Intro This study revolves around the process of aging, with respect to acetylcholine production, which declines with increasing age and can cause dementia-related diseases. The acetylcholinesterase inhibitor tacrine was previously used in the treatment of Alzheimer’s disease and was used to study its effect with respect to increased acetylcholine production in young (12 weeks) and old (14 months) mice.
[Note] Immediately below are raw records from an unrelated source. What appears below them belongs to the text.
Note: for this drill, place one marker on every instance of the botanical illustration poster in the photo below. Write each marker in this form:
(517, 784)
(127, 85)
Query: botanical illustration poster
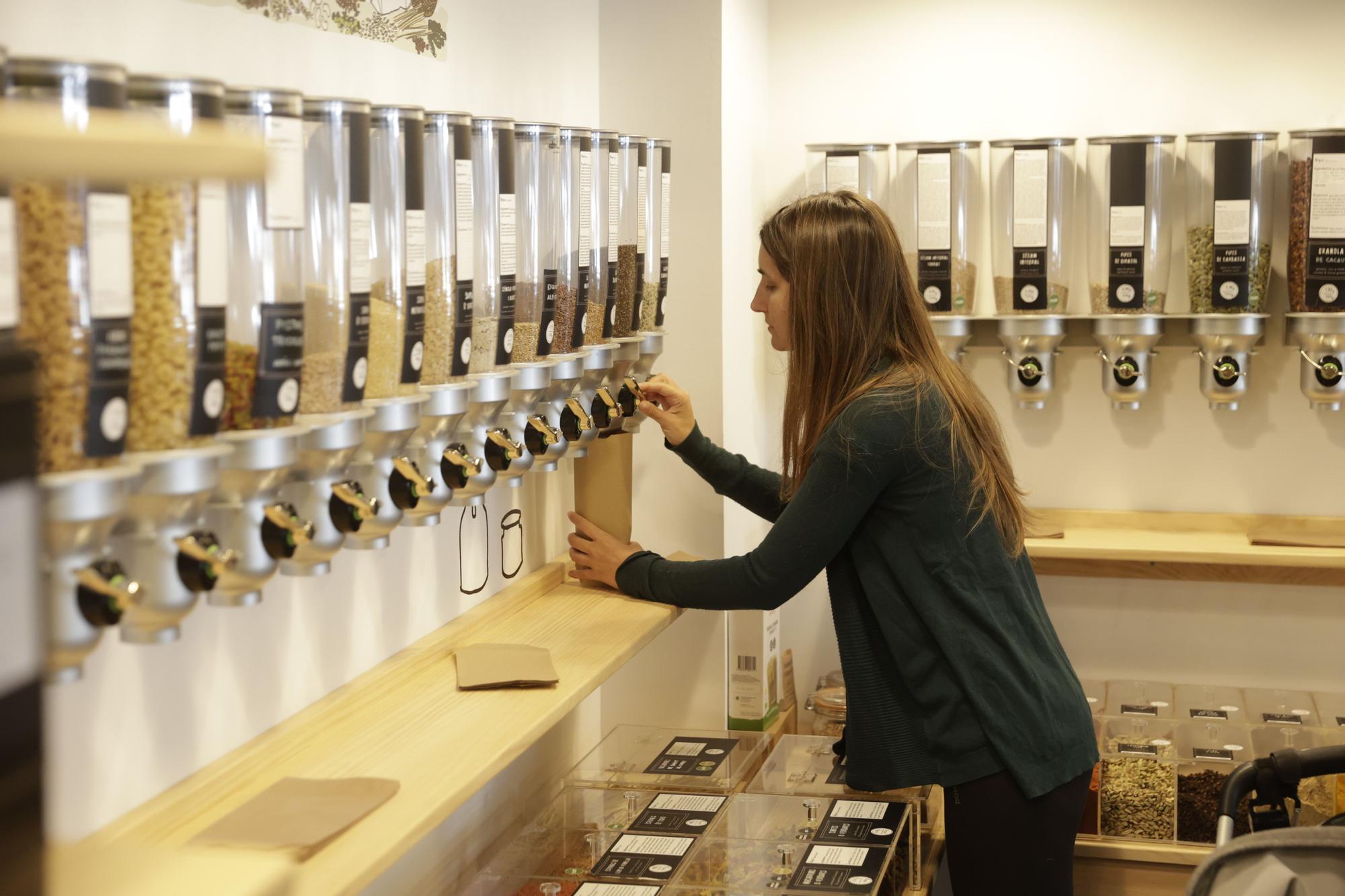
(416, 26)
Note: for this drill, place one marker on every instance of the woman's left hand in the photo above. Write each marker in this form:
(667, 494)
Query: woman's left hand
(597, 553)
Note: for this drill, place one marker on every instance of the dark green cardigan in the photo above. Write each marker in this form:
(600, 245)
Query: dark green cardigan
(953, 667)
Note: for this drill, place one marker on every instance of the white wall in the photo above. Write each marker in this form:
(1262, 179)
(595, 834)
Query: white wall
(927, 71)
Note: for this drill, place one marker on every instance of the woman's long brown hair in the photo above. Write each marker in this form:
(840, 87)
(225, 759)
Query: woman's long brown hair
(856, 325)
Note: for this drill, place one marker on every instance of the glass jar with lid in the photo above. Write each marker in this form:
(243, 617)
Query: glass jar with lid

Method Duplicates of frozen brain tissue were cut into sagittal and coronal sections with a thickness of 14 µm, and mounted on conductive indium tin oxide (ITO) glass slides. A total of four animals were used, one young tacrine treated, one old tacrine treated, one young control and one old control. Imaging and quantitation acetylcholine was performed using Matrix-Assisted Laser Desorption Ionization Mass Spectrometry Imaging (MALDI MSI).
Results, Discussion and Conclusion This study presents a proof-of-principle of the quantitation of acetylcholine using MALDI MS Imaging. The results showed a 3-fold increase in acetylcholine in young mice, and a 2-fold increase in the old mice when comparing tacrine treated and control. The areas of higher concentrations correspond to the presynaptic neurons at the termination of the cholinergic pathways, which include the cortex, hippocampus, thalamus, hypothalamus and hindbrain. One exception is the cerebellum, which exhibited low concentrations in all tissues. The distribution of acetylcholine in the control mice was more evenly distributed. A tacrine dependent increase of acetylcholine in the basolateral amygdala was detected in both young and old mice, an area involved in fear-related learning. Another nucleus called the interpeduncular nucleus (IPN) exhibited a 3-4 fold increase compared to the rest of the midbrain. IPN was unaffected by the tacrin treatment and observed in all animals. This is explained by the dense cholinergic innervation from the medial habenula, which is an important link between forebrain and midbrain structures.